I do. Two small words, three letters embedded with infinite meaning. I do love you...I do need you...I do see you. Affirmations partners exchange in the half light of shared evenings, in the glare of enforced separation, in the dawns of new days spent taking the first tentative steps of a journey together or treading a familiar path travelled over many years in the bliss of each others company. For this couple it was a case of two words, three letters joining three hearts made by two people to one shared life.

Cristina had got her original wedding dress altered into a sleek strapless column. The material enveloped her curves showing off the enviable figure that was most of the time swamped in scrubs. She wanted to keep part of their original day with her. Even though she had felt out of control of her own mind and body when she had tied her life to her man the first time around, she had been in total control of her heart. When she had said "I do", the organ that fascinated, excited and defined her professionally had quickened in her chest, flooded with pure adrenaline. Her heart had always known the truth; it could only beat for him. There had been others before who had tried to make it adapt to their own rhythm but, although she hadn't realised at the time, they were like pacemakers- a temporary fix, sustaining a combined beat for a pre defined period. Her heart had jarred, resisted, it was patiently waiting. Waiting for its piggy back transplant. This other heart, it was a match!
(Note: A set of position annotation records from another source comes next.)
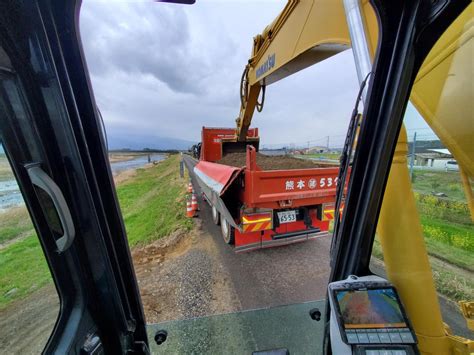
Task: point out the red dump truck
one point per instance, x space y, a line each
259 208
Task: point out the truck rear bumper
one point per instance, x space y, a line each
282 239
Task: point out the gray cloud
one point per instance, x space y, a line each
140 38
166 70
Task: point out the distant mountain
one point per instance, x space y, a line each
151 142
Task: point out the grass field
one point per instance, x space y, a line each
152 202
448 232
429 181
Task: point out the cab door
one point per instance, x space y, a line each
52 136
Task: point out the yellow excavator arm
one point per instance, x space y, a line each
309 31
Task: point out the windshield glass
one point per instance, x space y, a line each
160 73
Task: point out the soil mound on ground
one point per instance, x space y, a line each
272 162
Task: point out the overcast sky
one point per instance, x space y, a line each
166 70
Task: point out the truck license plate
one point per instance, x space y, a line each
287 216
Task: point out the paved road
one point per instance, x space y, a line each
289 274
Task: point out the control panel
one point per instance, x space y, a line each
367 317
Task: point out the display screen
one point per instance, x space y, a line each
371 308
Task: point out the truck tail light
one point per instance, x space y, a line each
328 212
254 222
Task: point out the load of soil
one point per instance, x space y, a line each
272 162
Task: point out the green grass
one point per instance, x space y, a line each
22 270
13 223
153 206
449 282
153 202
6 172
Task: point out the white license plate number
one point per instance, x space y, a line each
287 216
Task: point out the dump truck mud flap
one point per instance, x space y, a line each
282 239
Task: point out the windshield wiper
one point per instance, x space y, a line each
345 162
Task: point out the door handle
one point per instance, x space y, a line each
39 178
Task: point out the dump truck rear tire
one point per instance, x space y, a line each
228 232
215 215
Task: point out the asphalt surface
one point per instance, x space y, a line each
288 274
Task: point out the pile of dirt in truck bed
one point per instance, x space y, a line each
272 162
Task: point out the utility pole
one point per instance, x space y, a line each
412 156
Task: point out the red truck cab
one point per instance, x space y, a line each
262 208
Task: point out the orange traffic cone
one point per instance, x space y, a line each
189 210
194 204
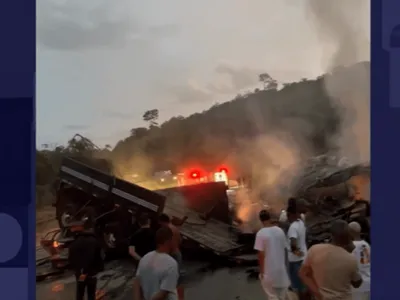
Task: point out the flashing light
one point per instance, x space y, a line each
194 174
223 170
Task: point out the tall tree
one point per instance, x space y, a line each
151 117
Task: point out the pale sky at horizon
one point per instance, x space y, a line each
101 64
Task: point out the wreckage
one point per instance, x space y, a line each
333 189
202 211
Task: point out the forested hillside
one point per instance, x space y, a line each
242 133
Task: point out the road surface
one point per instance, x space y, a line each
202 283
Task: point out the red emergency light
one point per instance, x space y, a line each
195 174
223 170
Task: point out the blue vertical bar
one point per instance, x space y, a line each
385 147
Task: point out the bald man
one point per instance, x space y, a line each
330 270
362 252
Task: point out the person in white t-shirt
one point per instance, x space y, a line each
362 252
271 245
297 250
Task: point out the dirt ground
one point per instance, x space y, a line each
115 283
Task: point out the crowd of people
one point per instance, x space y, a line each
156 254
339 270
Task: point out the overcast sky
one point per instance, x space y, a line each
102 63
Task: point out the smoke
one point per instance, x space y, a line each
277 157
272 160
339 25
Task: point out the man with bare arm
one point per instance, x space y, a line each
271 245
157 273
362 252
164 220
330 270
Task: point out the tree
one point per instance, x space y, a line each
268 82
225 133
151 117
139 132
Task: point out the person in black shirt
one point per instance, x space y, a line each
85 258
143 241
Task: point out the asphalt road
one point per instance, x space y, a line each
202 283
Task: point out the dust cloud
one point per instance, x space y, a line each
276 159
340 26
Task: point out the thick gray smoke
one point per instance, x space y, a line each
342 29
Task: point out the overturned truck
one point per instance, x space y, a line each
201 211
331 190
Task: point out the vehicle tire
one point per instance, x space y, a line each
65 213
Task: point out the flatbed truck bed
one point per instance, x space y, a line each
203 207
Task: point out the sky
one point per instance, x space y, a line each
101 64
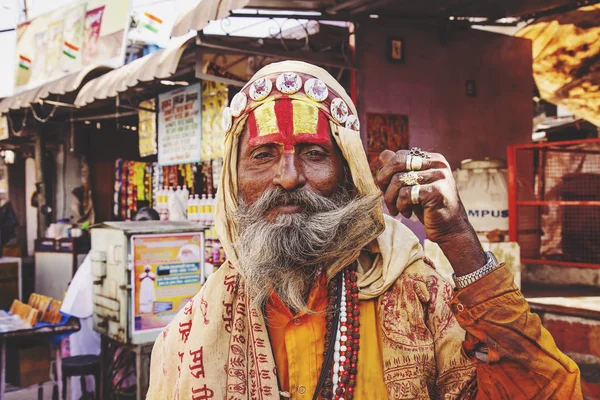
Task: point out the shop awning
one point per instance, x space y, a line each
566 54
67 84
159 65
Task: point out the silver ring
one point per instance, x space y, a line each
414 194
416 163
416 151
411 178
408 161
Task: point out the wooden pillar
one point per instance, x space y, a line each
40 181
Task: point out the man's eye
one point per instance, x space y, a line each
262 155
315 153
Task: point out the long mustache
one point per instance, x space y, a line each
310 202
284 252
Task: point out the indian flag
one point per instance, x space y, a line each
70 50
151 22
24 62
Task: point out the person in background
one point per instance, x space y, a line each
79 303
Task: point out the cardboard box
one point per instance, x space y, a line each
27 365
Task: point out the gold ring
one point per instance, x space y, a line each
416 151
414 194
416 163
411 178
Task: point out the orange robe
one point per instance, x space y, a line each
514 357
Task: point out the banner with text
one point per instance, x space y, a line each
91 32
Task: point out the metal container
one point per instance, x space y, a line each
483 188
144 273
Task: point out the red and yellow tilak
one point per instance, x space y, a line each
287 122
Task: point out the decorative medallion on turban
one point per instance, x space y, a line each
339 110
288 83
353 123
260 89
316 90
238 104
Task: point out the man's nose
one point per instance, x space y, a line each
290 175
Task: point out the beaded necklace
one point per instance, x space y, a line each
341 378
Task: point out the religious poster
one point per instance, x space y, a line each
214 101
167 272
385 132
91 36
180 126
147 128
91 32
4 132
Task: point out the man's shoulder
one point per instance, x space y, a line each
423 280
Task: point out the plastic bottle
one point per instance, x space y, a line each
209 209
213 203
196 208
202 209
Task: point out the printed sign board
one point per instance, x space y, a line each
91 32
167 272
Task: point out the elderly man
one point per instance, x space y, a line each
325 297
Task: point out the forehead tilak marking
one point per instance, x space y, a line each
287 122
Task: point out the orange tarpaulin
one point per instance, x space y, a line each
566 60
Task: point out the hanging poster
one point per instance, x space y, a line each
180 126
167 272
147 129
214 101
385 132
4 132
91 32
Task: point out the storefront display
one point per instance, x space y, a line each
166 274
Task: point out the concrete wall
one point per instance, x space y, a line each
430 87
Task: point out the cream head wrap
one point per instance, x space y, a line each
303 82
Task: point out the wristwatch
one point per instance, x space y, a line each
465 280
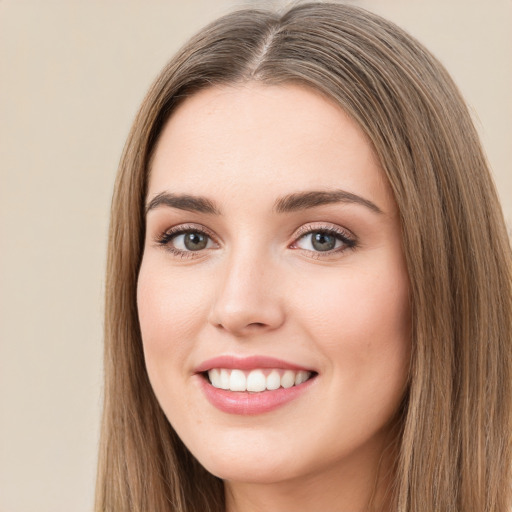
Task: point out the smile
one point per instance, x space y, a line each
257 380
252 385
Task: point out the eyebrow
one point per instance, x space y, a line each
289 203
305 200
183 202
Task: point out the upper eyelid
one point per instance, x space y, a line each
303 230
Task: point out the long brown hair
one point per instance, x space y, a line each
454 447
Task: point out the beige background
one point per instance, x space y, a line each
72 74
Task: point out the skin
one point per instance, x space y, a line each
261 288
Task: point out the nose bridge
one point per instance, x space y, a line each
247 298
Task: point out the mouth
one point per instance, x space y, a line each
252 385
256 380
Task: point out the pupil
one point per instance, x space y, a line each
195 241
323 242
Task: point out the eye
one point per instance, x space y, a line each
183 240
323 240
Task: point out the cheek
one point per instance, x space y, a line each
168 308
361 321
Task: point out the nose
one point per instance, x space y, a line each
247 298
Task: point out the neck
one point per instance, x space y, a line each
361 487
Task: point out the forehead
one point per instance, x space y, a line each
255 138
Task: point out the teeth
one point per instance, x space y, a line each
237 381
256 380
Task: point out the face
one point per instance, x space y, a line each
273 293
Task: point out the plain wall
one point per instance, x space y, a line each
72 74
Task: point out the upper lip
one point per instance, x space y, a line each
247 363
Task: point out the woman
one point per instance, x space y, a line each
309 301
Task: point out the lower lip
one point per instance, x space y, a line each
246 403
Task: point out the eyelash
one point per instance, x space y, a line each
347 239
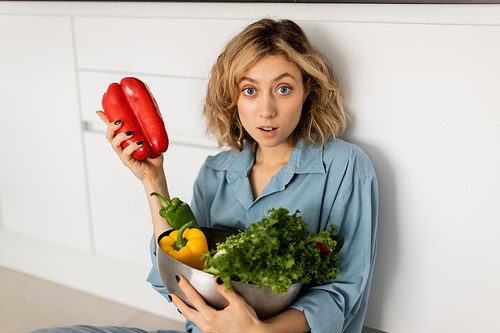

The chances of rejection minimal. This heart was a perfect fit, it took some of the strain, it helped her to rest, to mend, to heal, and it helped her to live.

Today was the day she got to reaffirm the vows that she had promised when she had been scared of not knowing who she was without her gift or without him. She got to tell him again, now she was healed, that he had fixed her with his love, with his presence, with his support. She got to thank him for not giving up on her, even when she had disregarded his voice and hurt him, to thank him for keeping his promise of staying through it all.

Today was the day she became Mrs Hunt all over again.

Across on the other side of the city, the other heart was beating excitedly as he took in his reflection in the mirror of the penthouse suite at The Meridien hotel. The new black Dolce and Gabbana suit hung snugly over the contours of the muscular body, the opulent Italian fabric hugging his posture, making him feel masculine, confident and comfortable. The crisp White shirt dazzled, making his blue eyes sparkle like twinkling stars and the red silk tie, the same one he had worn almost 2 years ago to the date, sat comfortably in a Windsor knot at the base of his thick neck.

Today was the day he got to tell the people he had made his family how much he loved this woman and the life they had started to live together. He got to, for a second time, promise to protect her for eternity, to thank her for making him a father and to tie his whole being even tighter to her side.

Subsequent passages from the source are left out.